Her backhand drop shot on the second set point would have clearly been a winner if it had crossed the net, but it hit the tape and fell back on Raducanu’s side of the court. In the tiebreaker, she lost three more key points when she was the one setting the tempo.

“I think 13 days ago if you would have told us, ‘Hey, you’re going to be in the draw and win a round, it would have been a massive effort for sure,’” Raducanu said. “Saying that, I still think I didn’t necessarily play my best today. Although in the second set I had chances and we were pushing it, I still felt like I could have done better. But props to her.”

Raducanu and Gauff had never even practiced together, but when it was over Wednesday, the handshake gave way to a friendly embrace at the net. They are based an ocean apart: Raducanu in Britain; Gauff in Florida. But they are both bright and personable with a growing list of sponsors and commitments.

“I think that we’re going to be playing each other many times in the future as we’re both young and coming,” Raducanu said. “We’re going to be the next generation.”

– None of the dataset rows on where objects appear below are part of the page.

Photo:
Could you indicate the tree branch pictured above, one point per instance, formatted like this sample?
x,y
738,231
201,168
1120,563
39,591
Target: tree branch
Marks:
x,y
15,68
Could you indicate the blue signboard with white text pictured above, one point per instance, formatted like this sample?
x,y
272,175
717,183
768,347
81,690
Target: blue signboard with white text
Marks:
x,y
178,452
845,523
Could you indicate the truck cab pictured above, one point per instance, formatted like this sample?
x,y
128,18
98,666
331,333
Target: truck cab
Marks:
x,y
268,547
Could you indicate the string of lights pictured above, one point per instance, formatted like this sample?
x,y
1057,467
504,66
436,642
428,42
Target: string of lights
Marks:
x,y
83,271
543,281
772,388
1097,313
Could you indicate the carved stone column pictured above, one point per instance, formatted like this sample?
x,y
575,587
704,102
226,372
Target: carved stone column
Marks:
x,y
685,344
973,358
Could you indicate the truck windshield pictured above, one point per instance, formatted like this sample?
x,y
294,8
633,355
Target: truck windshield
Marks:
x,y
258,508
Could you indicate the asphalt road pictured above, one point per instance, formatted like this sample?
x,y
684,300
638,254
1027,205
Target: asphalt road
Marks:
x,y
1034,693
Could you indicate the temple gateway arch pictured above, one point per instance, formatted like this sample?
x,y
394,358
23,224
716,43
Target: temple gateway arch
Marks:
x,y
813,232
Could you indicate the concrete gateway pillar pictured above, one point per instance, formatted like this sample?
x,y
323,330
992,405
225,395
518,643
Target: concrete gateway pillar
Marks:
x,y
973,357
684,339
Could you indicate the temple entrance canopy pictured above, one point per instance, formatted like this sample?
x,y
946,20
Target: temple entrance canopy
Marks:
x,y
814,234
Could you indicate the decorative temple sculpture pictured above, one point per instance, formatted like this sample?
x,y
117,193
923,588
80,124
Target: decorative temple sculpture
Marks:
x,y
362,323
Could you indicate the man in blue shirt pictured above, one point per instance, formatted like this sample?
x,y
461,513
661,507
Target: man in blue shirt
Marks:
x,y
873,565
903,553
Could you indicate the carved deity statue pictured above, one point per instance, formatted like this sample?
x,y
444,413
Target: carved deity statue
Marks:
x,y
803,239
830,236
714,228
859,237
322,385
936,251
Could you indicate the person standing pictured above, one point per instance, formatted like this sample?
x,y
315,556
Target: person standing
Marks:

Both would embrace more matches against each other. The men’s game has been awash in transcendent rivalries for decades: from Bjorn Borg and John McEnroe to Rafael Nadal and Novak Djokovic. But the women’s game has often lacked that sort of anchor, and Ashleigh Barty’s sudden retirement last March at age 25 and while ranked No. 1 will only make it more challenging to develop.

Gauff, who is wise beyond her 18 years, is focusing on the long view after suffering from putting too much emphasis on the short term.

“For me, last year was my first full year on tour. I think last year was her first year as well,” she said of Raducanu. “I think it’s something people need to remember and be reminded of.”

She hopes people give her at 18 and Raducanu at 20 more time and room to ride the learning curve, and she acknowledged that she needed to find more joy in the process

“I feel like I’ve been on the opposite spectrum where I forget my age,” she said. “I almost put too much pressure on myself, wanting things now, now, now. I think I’ve taken a step back. I felt like I didn’t ever want to use my age as an excuse for losing or why I’m not accomplishing things. But I think it was putting too much pressure on myself.”